Pour le moment, et alors que la présence de mercenaires russes aux côtés des forces armées maliennes [FAMa] est désormais avérée, aucun pays contributeur n’a retiré ses troupes de Takuba… qui a même récemment reçu le renfort d’un détachement des forces spéciales danoises.

Ce qui été dénoncé – un peu tardivement – par la junte malienne, qui a demandé à Copenhague de retirer « immédiatement » son contingent [dont l’arrivée était pourtant annoncée depui mai 2021] au motif que son déploiement « est est intervenu sans son consentement » et « sans
considération du Protocole additionnel applicable aux partenaires d’opération européens devant intervenir au Mali, dans le cadre de la Force Takuba ».

« Si quelqu’un doit venir au Mali, on se met d’accord là-dessus. […] On a dit aux Danois : si vous voulez venir au Mali, c’est un engagement entre Danois et Maliens », a insisté Choguel Kokalla Maïga, le Premier ministre malien, qui a, ces derniers mois, enchaîné les déclarations désobligeantes à l’égard de la France.

Après avoir remis en cause les accords de défense avec Paris et posé des restrictions dans l’espace aérien malien, le gouvernement malien cherche visiblement à entraver l’action de Barkhane.

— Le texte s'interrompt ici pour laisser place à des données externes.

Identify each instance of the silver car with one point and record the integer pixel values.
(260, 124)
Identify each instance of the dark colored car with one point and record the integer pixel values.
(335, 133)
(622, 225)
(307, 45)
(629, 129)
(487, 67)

Quoi qu’il en soit, à l’Assemblée nationale, le 25 janvier, Mme Parly a affirmé la « solidarité » de la France avec ses « partenaires danois, dont le déploiement intervient, contrairement à ce qu’affirme la junte malienne, sur une base juridique légale ».

La ministre a également dénoncé l’attitude des autorités maliennes de « transition », qui ont « rompu [leurs] engagements » tout en multipliant les « provocations ». Et à ce contexte malien « hostile » est venu s’ajouter un coup d’État au Burkina Faso, désormais dirigé par le « Mouvement patriotique pour la sauvegarde et la restauration », dirigé par le lieutenant-colonel Paul-Henri Sandaogo Damiba. Quelles seront les intentions de la junte burkinabè? En tout cas, l’actionnaire du groupe Wagner, Evegueni Prigojine, n’aura pas tardé à saluer la prise du pouvoir par les militaires à Ouagadougou… tout comme Alexandre Ivanov, le chef des « instructeurs » russes présents en Centrafrique.

« En Afrique comme en Europe, la Russie, par ses actions et ses discours, privilégie une stratégie d’intimidation. Elle choisit la confrontation masquée, qui est un facteur de déstabilisation. Nous l’avons clairement indiqué à nos homologues russes dès le mois de novembre », a fait remarquer Mme Parly aux députés. Et d’ajouter : « Faire face aux menaces hybrides qui se déploient sous le seuil du conflit ouvert constituera une des priorités de la présidence française du Conseil de l’Union européenne, à travers la finalisation de la boussole stratégique européenne ».

Pour autant, au Sahel, il n’est pas question « d’abandonner la lutte contre le terrorisme » car ce « combat est essentiel à notre sécurité », a assuré la ministre des Armées. « Cet engagement contre le péril djihadiste au Sahel, mais, plus largement, en Afrique de l’Ouest, nous comptons le poursuivre, aux côtés de nos partenaires africains, européens, mais aussi américains », a-t-elle continué.

Reste à voir comment… « Nous devons nous adapter à ce nouveau contexte et tenir compte de cette situation. Dans ce double objectif de poursuite du combat et d’adaptation, nous avons engagé une concertation approfondie avec nos partenaires, notamment ceux de la task force européenne Takuba », a indiqué Mme Parly.

D’ailleurs, les consultations entre les pays contributeurs au groupement « Takuba » vont bon train… Depuis le 21 janvier, Mme Parly enchaîne les entretiens téléphoniques avec ses homologues européens dont les forces sont engagées au Mali. Et une vidéoconférence devant tous les réunir est prévue le 28 janvier. Qu’en sortira-t-il?

Faute d’accord sur la conduite à tenir et étant donné que certains pays contributeurs sont aussi directement concernés par les tensions actuelles avec la Russie, l’existence de Takuba pourrait être remise en cause, alors même que, assurant la présidence de l’UE, la France l’a présentée comme une avancée de la défense européenne.